Mother and father could afford live companions for the older five. I made do with
all the dead playmates in mother’s books.” With her next drink she drained the last
of the bottle, and with a grin she tossed it overboard. “So what’s your excuse?”

“My education was, ah, eclectic. Did you ever … When you were little, do you remember
a toy of wooden pegs, in various shapes, that would fit into matching holes on a wooden
frame?

“Yes,” she said. “I got my sisters’ when they tired of it.”

“You might say that I was trained to be a professional square peg in a round hole.”

“Really?

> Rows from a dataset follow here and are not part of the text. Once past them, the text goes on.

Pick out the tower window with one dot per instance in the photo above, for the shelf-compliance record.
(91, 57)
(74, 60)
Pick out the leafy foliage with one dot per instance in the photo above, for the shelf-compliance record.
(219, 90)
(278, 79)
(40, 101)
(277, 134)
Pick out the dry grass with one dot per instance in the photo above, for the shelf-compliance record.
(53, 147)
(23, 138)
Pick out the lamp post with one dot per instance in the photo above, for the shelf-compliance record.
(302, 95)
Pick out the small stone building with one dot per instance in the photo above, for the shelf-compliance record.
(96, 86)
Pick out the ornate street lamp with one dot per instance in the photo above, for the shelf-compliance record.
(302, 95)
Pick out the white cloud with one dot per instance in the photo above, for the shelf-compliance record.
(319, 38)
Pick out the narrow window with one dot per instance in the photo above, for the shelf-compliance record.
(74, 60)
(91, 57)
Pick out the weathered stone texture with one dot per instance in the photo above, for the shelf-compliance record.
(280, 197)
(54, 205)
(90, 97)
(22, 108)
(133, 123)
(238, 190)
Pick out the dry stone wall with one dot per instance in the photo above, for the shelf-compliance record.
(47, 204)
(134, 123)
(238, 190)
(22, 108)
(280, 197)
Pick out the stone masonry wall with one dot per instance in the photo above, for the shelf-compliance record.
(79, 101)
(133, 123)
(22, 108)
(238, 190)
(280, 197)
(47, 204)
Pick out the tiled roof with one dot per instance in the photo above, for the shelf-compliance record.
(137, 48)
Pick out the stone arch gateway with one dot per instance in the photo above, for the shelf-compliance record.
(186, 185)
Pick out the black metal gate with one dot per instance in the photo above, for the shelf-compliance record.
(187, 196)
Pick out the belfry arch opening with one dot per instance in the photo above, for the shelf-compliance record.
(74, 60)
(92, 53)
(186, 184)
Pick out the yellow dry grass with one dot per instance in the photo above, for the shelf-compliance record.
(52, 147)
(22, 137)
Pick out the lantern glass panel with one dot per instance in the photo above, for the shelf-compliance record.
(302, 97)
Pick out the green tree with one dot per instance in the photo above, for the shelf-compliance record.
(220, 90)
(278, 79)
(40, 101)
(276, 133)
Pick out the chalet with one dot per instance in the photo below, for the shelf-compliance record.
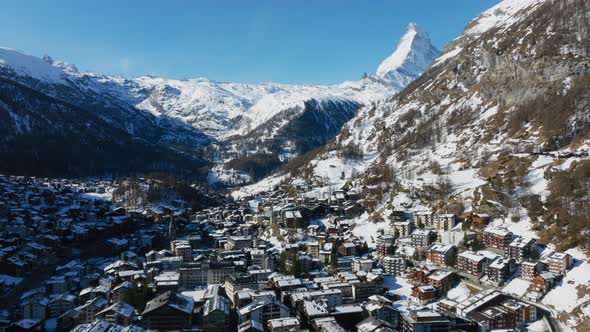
(442, 280)
(359, 264)
(424, 320)
(61, 304)
(559, 263)
(394, 265)
(347, 249)
(120, 313)
(472, 263)
(263, 309)
(286, 324)
(403, 228)
(385, 245)
(440, 254)
(422, 238)
(498, 271)
(169, 311)
(543, 282)
(528, 270)
(444, 222)
(480, 219)
(520, 249)
(424, 294)
(497, 237)
(424, 218)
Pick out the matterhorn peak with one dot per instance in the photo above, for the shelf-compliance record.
(413, 55)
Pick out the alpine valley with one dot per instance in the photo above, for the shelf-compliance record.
(479, 154)
(183, 126)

Is there a guild for that?”

“We’ve been working on getting a charter for years.”

“Did you have a library as well?”

“After a fashion. Sometimes we’d … borrow someone else’s without their knowledge or
cooperation. Long story. But there’s one other reason. I’ll give you a verse of your
own to guess. ‘After dark,’ ” he recited with a flourish, “ ‘an ass with an audience
of one is called a husband; an ass with an audience of two hundred is called a success.’ ”

“You were … on stage,” she said. “You were a player! Professionally?”

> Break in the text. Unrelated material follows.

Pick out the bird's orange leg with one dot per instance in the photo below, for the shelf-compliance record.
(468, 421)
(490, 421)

“Temporarily,” said Jean. “Very temporarily. I was … well … we …,”He glanced aft and
instantly regretted it.

“Ravelle,” Ezri said, then looked at Jean curiously. “You and he were … you two are
having some sort of disagreement, aren’t you?”

“Can we not talk about him?” Jean, feeling bold and nervous at once, put a hand on
her arm. “Just for tonight. Can he not exist?”

“We can indeed not talk about him,” she said, shifting herself so that her weight
rested against his chest rather than the rail. “Tonight,” she said, “
nobody
else exists.”

Jean stared down at her, suddenly acutely aware of the beat of his own heart. The
rising moonlight in her eyes, the feel of her warmth against him, the smell of brandy
and sweat and salt water that was uniquely hers—suddenly the only thing he was capable
of saying was, “Uhhhhhh …”

“Jerome Valora,” she said, “you magnificent idiot, must I draw you a diagram?”

“Of—”

“Take me to my cabin.” She curled the fabric of his tunic in one fist. “I have the
privilege of walls and I intend to use it. At length.”

“Ezri,” Jean whispered, “never in a hundred, never in a thousand years would I say
no, but you were cut half to ribbons today, and you can barely stand—”

“I know,” she said. “That’s the only reason I’m confident I’m not going to
break
you.”

“Oh, for that I’m going to—”

“I certainly hope you will.” She threw her arms wide. “First get me there.”

He picked her up with ease; she settled into his arms and wrapped hers around his
neck. As Jean swung away from the rail and headed for the
quarterdeck stairs, he found himself facing an arc of thirty or forty Merry Watch
revelers. They raised their arms and began cheering wildly.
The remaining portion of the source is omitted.